Providing Shared Dashboards for Users

This section contains the following topics on providing shared dashboards for users:

Understanding the Catalog Structure for Shared Dashboards

Catalog structure of “My Folders” and “Shared Folders” for shared dashboards.

The Oracle BI Presentation Catalog has two main folders:

  • My Folders — Contains the personal storage for individual users. Includes a Subject Area Contents folder where you save objects such as calculated items and groups.

  • Shared Folders — Contains objects and folders that are shared across users. Dashboards that are shared across users are saved in a Dashboards subfolder under a common subfolder under the /Shared Folders folder

Note:

If a user is given permission to an analysis in the Oracle BI Presentation Catalog that references a subject area to which the user does not have permission, then the BI Server still prevents the user from executing the analysis.

Creating Shared Dashboards

After setting up the Oracle BI Presentation Catalog structure and setting permissions, you can create shared dashboards and content for use by others.

One advantage to creating shared dashboards is that pages that you create in the shared dashboard are available for reuse.

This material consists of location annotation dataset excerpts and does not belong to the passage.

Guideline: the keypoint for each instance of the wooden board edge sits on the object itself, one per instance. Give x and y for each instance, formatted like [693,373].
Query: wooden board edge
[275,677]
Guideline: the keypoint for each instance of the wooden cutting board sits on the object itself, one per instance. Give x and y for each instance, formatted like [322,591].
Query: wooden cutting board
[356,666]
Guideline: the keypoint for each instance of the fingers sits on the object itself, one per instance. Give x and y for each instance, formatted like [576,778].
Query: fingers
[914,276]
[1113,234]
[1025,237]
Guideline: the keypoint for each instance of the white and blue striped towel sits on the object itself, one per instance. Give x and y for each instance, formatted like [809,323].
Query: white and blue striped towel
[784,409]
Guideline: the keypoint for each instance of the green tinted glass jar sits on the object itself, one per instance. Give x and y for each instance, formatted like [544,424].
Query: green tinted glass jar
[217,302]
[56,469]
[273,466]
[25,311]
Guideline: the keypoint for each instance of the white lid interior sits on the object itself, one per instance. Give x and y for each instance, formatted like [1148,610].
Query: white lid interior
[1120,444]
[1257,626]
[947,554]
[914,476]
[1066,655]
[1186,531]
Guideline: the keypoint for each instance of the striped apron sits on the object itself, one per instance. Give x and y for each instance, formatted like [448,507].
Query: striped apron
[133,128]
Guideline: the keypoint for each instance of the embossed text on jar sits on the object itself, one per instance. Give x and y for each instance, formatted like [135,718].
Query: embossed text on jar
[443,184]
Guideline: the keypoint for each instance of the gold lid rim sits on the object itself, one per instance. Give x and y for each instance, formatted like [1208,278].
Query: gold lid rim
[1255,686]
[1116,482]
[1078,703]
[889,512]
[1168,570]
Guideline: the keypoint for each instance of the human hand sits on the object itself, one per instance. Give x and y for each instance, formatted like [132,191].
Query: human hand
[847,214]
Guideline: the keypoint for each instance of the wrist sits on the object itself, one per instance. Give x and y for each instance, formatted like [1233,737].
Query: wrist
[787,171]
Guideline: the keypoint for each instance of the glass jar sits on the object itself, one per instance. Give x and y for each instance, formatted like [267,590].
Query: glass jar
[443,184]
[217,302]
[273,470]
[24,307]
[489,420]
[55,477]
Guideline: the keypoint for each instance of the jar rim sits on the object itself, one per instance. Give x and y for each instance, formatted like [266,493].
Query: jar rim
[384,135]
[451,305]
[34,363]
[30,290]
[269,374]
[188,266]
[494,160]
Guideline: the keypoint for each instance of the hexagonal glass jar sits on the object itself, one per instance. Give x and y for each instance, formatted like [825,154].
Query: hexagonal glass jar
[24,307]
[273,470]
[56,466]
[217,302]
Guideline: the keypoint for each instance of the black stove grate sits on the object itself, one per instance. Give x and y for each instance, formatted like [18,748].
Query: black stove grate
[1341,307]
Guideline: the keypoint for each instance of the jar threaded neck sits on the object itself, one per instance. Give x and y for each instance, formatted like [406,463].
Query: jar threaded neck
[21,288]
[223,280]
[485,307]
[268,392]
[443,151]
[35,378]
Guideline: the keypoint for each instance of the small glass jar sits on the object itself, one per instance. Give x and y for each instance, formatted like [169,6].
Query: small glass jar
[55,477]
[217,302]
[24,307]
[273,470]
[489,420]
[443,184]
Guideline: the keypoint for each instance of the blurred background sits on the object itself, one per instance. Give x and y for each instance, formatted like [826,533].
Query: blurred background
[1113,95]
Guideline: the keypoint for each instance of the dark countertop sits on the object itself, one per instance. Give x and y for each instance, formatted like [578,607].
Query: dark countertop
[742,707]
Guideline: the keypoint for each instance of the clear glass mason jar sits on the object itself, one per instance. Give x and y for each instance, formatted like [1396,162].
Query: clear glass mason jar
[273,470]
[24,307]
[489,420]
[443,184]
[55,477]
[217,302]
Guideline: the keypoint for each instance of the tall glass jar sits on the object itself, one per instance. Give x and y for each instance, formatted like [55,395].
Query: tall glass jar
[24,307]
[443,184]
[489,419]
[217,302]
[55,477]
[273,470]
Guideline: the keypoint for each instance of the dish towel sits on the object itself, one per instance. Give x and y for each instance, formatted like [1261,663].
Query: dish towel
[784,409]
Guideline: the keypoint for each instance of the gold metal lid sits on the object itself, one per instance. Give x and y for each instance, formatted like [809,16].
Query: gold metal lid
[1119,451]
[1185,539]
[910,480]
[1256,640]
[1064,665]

Users can create their own dashboards using the pages from your shared dashboards and any new pages that they create. You can add pages and content as described in User's Guide for Oracle Business Intelligence Enterprise Edition.

If you plan to allow multiple users to modify a shared default dashboard, then consider putting these users into an application role. For example, suppose that you create an application role called Sales and create a default dashboard called SalesHome. Of the 40 users that have been assigned the Sales application role, suppose that there are three who must have the ability to create and modify content for the SalesHome dashboard. Create a SalesAdmin application role, with the same permissions as the primary Sales application role. Add the three users who are allowed to make changes to the SalesHome dashboard and content to this new SalesAdmin application role, and give this role the appropriate permissions in the Oracle BI Presentation Catalog. This allows those three users to create and modify content for the SalesHome dashboard. If a user no longer requires the ability to modify dashboard content, then you can change the user's role assignment to Sales. If an existing Sales role user must have the ability to create dashboard content, then the user's role assignment can be changed to SalesAdmin.

See Managing Dashboards in System Administrator's Guide for Oracle Business Intelligence Enterprise Edition.

Testing the Dashboards

Before releasing dashboards and content to the user community, perform some tests.

  1. Verify that users with appropriate permissions can correctly access it and view the intended content.
  2. Verify that users without appropriate permissions cannot access the dashboard.
  3. Verify that styles and skins are displayed as expected, and that other visual elements are as expected.
  4. Correct any problems you find and test again, repeating this process until you are satisfied with the results.

Releasing Dashboards to the User Community

What to do after testing is complete.

Notify the user community that the dashboard is available, ensuring that you provide the relevant network address.